Purpose : A number of neuronal pathologies cause abortive cell cycle re-entry in post-mitotic neurons, including the optic nerve transection model of glaucoma. Inhibition of cell cycle progression is neuroprotective. Primary cilia are ubiqitious, solitary, finger-like appendages of the cell body that act as gatekeepers of the cell cycle by sequestering the centriole. The resorption of the cilia by disassembly proteins HEF1, NDE1, PLK1, Trichoplein, and Kif2a promotes cell cycle entry in dividing cells. This study aims to protect RGCs (Retinal Ganglion Cells) from axtomy induced apopotsis by inhibiting abortive cell cycling through the stabilization of the primary cilia.
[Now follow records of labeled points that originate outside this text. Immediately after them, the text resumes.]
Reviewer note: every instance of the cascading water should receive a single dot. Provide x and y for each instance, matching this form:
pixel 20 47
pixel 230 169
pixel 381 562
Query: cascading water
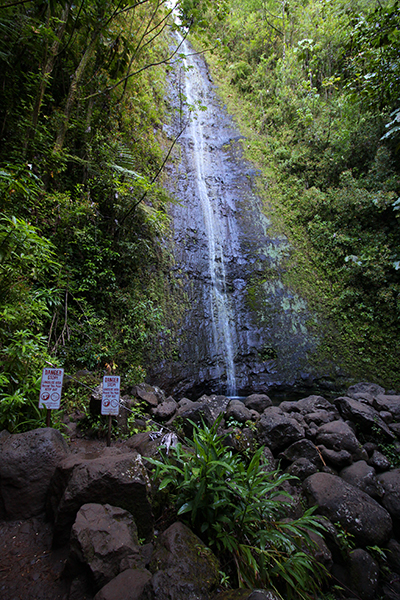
pixel 243 330
pixel 222 316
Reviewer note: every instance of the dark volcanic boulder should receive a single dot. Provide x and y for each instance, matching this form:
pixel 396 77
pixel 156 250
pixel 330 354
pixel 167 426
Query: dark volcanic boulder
pixel 132 584
pixel 360 575
pixel 104 538
pixel 194 412
pixel 184 569
pixel 277 430
pixel 27 464
pixel 388 403
pixel 358 513
pixel 237 410
pixel 338 444
pixel 363 476
pixel 363 415
pixel 302 449
pixel 372 389
pixel 308 405
pixel 390 482
pixel 120 480
pixel 258 402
Methods : Adult Sprague-Dawley rats received intraorbital optic nerve transections. At 1,4, and 7 days postaxotomy, the retinas were harvested and cryosectioned to examine for cell cycle entry by immunofluorescence directed against pRb (phosphorylated Retinoblastoma). In another set of rats, AAV2 vectors encoding shRNA against HEF1, NDE1, PLK1, Trichoplein and kif2a were injected into the vitreous chamber 3 weeks prior to optic nerve transection. At 14 days postaxotomy RGCs were imaged by immunofluorescence directed against RBPMS (RNA Binding Protein with Multiple Splicing) and survival was quantified from fixed, flat-mounted retinas. Reduction of pRB by the shRNAs was also quantified in infected cells by densitometry of the immunofluorescent signal. Statistically significant differences between control and experimental groups were calculated using an unpaired Student's t-test.

Results : At 1,4, and 7 days post axotomy, RGCs demonstrated nuclear expression of pRb, which was absent in naive retinas, demonstrating abortive cell cycling after injury. Knockdown HEF1, NDE1, PLK1, Trichoplein and kif2a signifincantly increased RGC survival compared to control (scrambled) shRNA treatment (p<0.05, n=3) at 14 days postaxotomy. Furthermore, there was significant reduction of pRb expression in RGCs at 1 day postaxotomy in HEF1 and PLK1 shRNA treated retinas compared to controls (p<0.05, n=3).

Conclusions : Our findings suggest that the primary cilia may play a role in keeping RGCs in a post mitotic state. Knockdown of cilia resorption proteins appears to halt the signalling cascades that lead to apoptotic cell cycle re-entry.

This is an abstract that was submitted for the 2018 ARVO Annual Meeting, held in Honolulu, Hawaii, April 29 - May 3, 2018.